I don’t disagree with his points actually. Switching from the notch to the pill-shaped cutout doesn’t give the new iPhones any meaningful extra screen space. The cutout actually sits further down the screen than the notch ever did. The clever UI elements Apple built as part of the Dynamic Island UI are indeed hard to reach with one hand — although that’s hardly the only UI element of iOS that’s not one-hand use friendly.
So, if I agree with my colleague’s points criticizing the Dynamic Island, why do I like it? Because I like that the island embraces a necessary hardware compromise of modern smartphones — the need for selfie cameras to eat into the screen — by building a fun and clever user interface on and around the cutout. Instead of ignoring the screen blemish, or even trying to hide it the way many Android brands have, Apple is embracing it, drawing attention to it, and making use of it.
Android brands see the hole as a flaw, and Apple sees it as an opportunity
I’ve been covering the Android scene for years, and the most exciting period in my opinion (at least until next year when the foldable wars really heat up on a global scale) was when Chinese Android brands bent over backward in 2018 trying to find ways to not need a notch. We got phones with pop-up camera modules, slider mechanisms, with entire full-sized screens on their backs — all so that a selfie camera can exist without eating into the screen.

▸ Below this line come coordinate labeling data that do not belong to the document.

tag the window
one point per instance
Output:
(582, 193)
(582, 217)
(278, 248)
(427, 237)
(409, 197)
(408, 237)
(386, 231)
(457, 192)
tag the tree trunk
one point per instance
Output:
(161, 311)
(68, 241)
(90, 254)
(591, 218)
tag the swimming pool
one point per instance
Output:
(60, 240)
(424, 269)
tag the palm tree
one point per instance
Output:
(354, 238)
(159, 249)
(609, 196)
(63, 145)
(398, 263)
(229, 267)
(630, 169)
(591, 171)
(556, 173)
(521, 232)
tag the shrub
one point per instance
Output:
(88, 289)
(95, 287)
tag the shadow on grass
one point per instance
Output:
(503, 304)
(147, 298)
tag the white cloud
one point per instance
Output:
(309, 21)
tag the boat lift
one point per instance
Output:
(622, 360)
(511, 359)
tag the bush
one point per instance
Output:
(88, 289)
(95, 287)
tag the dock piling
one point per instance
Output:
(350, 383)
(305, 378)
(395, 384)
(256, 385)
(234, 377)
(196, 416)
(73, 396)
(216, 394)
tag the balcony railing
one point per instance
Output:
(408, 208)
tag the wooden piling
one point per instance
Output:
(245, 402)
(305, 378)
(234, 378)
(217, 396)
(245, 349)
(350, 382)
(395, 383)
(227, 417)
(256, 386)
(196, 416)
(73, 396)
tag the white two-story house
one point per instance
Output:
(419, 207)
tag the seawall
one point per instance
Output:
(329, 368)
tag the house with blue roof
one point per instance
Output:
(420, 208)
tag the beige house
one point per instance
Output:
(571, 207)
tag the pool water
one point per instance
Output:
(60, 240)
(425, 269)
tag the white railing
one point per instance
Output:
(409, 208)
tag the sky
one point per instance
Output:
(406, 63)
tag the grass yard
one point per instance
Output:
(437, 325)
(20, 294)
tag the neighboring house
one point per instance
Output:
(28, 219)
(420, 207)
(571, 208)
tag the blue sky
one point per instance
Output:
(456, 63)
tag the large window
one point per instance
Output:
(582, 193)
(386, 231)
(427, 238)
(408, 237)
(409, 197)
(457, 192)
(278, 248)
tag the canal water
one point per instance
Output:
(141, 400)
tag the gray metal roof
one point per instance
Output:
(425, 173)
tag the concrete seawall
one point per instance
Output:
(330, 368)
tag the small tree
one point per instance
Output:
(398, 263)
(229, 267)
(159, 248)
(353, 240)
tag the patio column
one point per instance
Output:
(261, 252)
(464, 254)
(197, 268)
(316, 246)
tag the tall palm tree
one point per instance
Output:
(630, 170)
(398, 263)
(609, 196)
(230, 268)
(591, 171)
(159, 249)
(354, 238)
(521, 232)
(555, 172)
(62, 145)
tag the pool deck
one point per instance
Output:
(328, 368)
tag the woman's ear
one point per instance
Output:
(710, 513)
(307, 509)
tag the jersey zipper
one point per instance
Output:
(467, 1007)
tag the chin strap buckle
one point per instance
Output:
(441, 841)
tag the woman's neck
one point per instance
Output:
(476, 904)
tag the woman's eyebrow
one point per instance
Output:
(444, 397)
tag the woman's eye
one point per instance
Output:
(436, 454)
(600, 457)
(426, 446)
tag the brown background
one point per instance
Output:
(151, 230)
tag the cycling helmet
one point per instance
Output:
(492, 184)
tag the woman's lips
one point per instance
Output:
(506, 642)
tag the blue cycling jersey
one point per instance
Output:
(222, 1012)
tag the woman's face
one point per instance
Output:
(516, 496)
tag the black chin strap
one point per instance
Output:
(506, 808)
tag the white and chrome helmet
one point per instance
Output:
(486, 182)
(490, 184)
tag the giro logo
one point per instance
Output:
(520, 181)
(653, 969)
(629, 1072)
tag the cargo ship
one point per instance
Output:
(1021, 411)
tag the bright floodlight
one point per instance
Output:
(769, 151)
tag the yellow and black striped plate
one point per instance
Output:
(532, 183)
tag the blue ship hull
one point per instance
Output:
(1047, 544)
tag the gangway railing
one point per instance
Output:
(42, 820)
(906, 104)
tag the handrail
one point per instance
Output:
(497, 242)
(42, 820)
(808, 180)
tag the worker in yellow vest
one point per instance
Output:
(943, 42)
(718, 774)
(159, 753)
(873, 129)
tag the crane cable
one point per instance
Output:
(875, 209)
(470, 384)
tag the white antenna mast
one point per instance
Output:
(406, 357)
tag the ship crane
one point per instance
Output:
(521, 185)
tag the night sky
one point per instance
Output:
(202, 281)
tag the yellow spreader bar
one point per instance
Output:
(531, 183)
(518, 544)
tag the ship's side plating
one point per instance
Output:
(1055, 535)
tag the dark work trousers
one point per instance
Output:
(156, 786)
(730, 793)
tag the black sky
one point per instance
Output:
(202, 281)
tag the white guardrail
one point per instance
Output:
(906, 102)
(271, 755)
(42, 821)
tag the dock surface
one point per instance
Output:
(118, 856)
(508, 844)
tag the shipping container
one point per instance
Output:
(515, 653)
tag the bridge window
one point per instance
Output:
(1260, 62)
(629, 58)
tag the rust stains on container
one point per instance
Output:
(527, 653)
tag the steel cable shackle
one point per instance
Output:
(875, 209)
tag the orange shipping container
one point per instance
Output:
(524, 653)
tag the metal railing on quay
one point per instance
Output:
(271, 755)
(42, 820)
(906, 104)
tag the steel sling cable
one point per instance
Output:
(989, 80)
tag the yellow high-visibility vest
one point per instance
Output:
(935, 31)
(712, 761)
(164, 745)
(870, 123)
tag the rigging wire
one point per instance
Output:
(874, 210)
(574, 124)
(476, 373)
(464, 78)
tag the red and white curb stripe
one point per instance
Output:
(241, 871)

The Nubia X, released in 2018, with a fully functional screen on its backside.
Those phones were absolutely fun to test for a gadget geek like me, but they were not practical, and those brands knew it. Because before long, they were all back to the notch, and eventually settled on the hole-punch cutout solution that’s ubiquitous in the Android scene.
But even now, Android brands seem sheepish about the existence of the selfie hole, because some brands like Xiaomi would dedicate marketing material and keynote time to brag about their phones having a “smaller hole than competitors.” Samsung and ZTE sacrificed selfie camera quality in favor of nascent under-screen camera technology.
Samsung chose to sacrifice the selfie camera in its Z Fold series in order to give us a slightly less noticeable hole.
Some Android skins, such as Oppo’s ColorOS or Motorola’s MyUI, give users the option to hide the cutout with a digital bezel.
Meanwhile, here’s Apple, not only embracing the hole-punch, but it designed software to make it bigger. Depending on the context, Apple would use black pixels to fill out space around the cutout to make it morph into different shapes and sizes.
For example, start a song on Spotify (or Apple Music) and swipe out of the app, and you’ll see the app fly into the island, which then expands to show the album cover art, along with an audio wave bar that thumps along to the tunes. Apple has even built a mini physics engine for this action, so depending on how you swipe, the app flies into the island at a different trajectory, and the island “catches” the app with the corresponding animations.
Folks. When apps minimize into the Dynamic Island when dismissed, they drop into the island differently based on the physics of your “throw”…!
Toss the app straight up, and it’s a normal bounce. But throw a curveball, and the opposite side bulges out to catch.
I LOVE THIS 100% pic.twitter.com/GWjjTDvXZb
— Cabel (@cabel) September 17, 2022
Like the Twitter user above, I am a sucker for animation flourishes, and little touches like this make the iPhone feel alive.
But it’s not just superficial flair, the Dynamic Island brings real functional use. Navigate with Apple Maps running in the background, for example, and you’ll see a constant arrow pointing you in the direction you should be going. Call a ride with Lyft, and you see the status of your ride. Start a timer, and you see the clock ticks down the seconds, all on the island.
And because Apple is Apple, there is a great chance all major apps will make use of the island eventually. Google Maps will surely adopt similar real-time navigation. If you fly a major airline, particularly a US-based one, you’ll probably see something like boarding time and gate information directly on the island. There are myriad different ways the island can be used, and I am confident it shall be used much more than it is being used right now.
Like it or not, the Dynamic Island is here to stay
Just like the original iPhone X notch, there will always be vocal Android diehards who will criticize it. But I am almost certain the Dynamic Island won’t alienate existing iPhone users, nor will it scare off the average consumer open to trying an iPhone. Remember, there was a similar outcry about the notch too when it debuted in 2017, and guess what, go to any major city in the US or Europe, and you’re seeing notches everywhere. In a year or two, you’ll be seeing Dynamic Islands everywhere. The question I’m more curious about is whether Android brands will follow suit and design similar UI interfaces.